Barnstaple railway station. Credit: Ella Sampson
Devon County Council has formally declared the Tarka Line a strategic economic risk and committed to driving urgent modernisation of one of the South West's most heavily used rural railways.
The council voted on Tuesday 8 April to declare the Tarka Line a strategic economic risk to the county, formally committing to accelerate a modernisation programme with the goal of delivering half-hourly services at peak times between Barnstaple and Exeter.
The council also resolved that its Leader, cabinet members and senior officers must make the Tarka Line a standing priority in all future engagements with rail, transport and relevant funding bodies, a significant escalation from expressing support in principle to actively driving delivery.
The Barnstaple-to-Exeter line carries around 900,000 passenger journeys per year, a figure that has tripled since 2006, yet suffers from single-track sections, Victorian infrastructure and repeated weather-related closures.
Three separate disruptions struck the route during the winter of 2025/26 alone, including a prolonged shutdown caused by Storm Chandra.
Councillor Graham Bell, who brought the motion, welcomed the unanimous support.
“While the entire council is clearly behind this, it is good to have the formal support of the entire Cabinet to have the Tarka Line defined as a strategic asset for the entire county,” he said.
He acknowledged the scale of the challenge ahead. “Eight years feels like a long time, but this has a £100 million price tag, and we're building out of 60 years of under-investment. Recently replaced sleepers were put down in the 1940s.”
The council's resolutions warn that the line's hourly service frequency is actively deterring passengers from towns including Ilfracombe, Bideford, Torrington, South Molton and Braunton from using rail at all.
The agreed modernisation programme targets half-hourly peak services, a significant step change for a region where Barnstaple regularly features in international congestion rankings.
North Devon and Torridge together account for more than 20 per cent of Devon's population, yet the communities they contain, many of them highly rural, have few transport alternatives.
Young people and those without access to a car depend on the Tarka Line for education, employment and social connection.
“We must ensure that no-one forgets that this is a vital strategic asset for all of Devon,” Councillor Bell said.
The council noted that climate change poses a growing and predictable risk to the line.
Multiple bridges and sections of waterlogged trackbed have triggered recent closures, and projections suggest flood-related disruption will increase.
The council described continued inaction as “a known and escalating risk rather than an unforeseen one.”
In February, North Devon MP Ian Roome presented a petition to Parliament backed by more than 3,000 signatures, calling on the government to press Network Rail and Great Western Railway to prioritise structural upgrades on the line.

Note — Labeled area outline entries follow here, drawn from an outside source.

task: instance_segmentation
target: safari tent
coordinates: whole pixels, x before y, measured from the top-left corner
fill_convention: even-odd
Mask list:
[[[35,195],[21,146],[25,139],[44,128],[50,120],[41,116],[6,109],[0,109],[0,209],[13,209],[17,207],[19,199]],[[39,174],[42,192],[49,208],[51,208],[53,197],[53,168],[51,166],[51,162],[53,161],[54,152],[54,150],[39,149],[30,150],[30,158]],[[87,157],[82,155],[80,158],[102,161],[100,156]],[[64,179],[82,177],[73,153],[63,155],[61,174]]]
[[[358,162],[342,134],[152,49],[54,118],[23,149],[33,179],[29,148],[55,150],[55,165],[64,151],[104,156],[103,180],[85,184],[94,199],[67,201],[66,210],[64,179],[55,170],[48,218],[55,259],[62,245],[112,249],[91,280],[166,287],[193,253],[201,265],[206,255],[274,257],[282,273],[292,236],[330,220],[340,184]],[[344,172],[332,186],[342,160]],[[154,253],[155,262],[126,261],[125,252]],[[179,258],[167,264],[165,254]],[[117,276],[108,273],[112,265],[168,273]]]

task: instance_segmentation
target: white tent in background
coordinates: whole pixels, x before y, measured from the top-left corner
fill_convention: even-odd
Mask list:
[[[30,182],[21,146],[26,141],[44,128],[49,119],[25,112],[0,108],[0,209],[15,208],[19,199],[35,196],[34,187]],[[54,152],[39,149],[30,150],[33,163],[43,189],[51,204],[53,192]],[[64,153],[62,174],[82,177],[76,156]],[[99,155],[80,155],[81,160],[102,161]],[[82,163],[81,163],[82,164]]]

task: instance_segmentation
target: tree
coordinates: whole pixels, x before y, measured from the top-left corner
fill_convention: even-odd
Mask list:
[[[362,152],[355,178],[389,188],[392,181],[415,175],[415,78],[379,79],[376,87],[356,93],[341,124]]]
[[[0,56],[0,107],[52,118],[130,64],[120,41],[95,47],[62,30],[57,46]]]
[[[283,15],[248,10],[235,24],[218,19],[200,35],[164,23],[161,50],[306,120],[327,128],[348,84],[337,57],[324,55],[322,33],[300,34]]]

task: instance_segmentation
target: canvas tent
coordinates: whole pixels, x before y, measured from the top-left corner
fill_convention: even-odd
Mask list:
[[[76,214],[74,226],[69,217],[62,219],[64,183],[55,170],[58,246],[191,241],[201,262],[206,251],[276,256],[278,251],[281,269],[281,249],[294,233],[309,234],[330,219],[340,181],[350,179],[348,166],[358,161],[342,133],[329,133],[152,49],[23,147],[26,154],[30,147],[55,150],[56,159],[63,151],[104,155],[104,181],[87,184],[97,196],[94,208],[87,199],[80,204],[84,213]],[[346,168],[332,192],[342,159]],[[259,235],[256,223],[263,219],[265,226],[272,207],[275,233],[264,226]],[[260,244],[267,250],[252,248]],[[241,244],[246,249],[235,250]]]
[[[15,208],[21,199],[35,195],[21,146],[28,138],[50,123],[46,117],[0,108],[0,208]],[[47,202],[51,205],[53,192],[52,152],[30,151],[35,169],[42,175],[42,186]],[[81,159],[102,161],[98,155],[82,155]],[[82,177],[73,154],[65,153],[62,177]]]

It has been separately confirmed that improvements to Barnstaple Rail Station will take place later this year, designed to better connect buses and cycles to the rail network.
Councillor Bell said capacity must keep pace with rising demand.
“With the DCC improvements to Barnstaple Rail Station later this year, we need to be prepared to enable even more people to use our already overcrowded service,” he said.
He also called for improved bus replacement arrangements during engineering works to minimise disruption to the workers and students who rely on the service daily.
The Northern Devon Railway Development Alliance, which includes representatives from Torridge, Mid-Devon and multiple town and parish councils, has been developing a credible, fundable modernisation programme.
Both Peninsula Transport and the Devon & Torbay Combined County Authority have already adopted strategies supporting Tarka Line upgrades.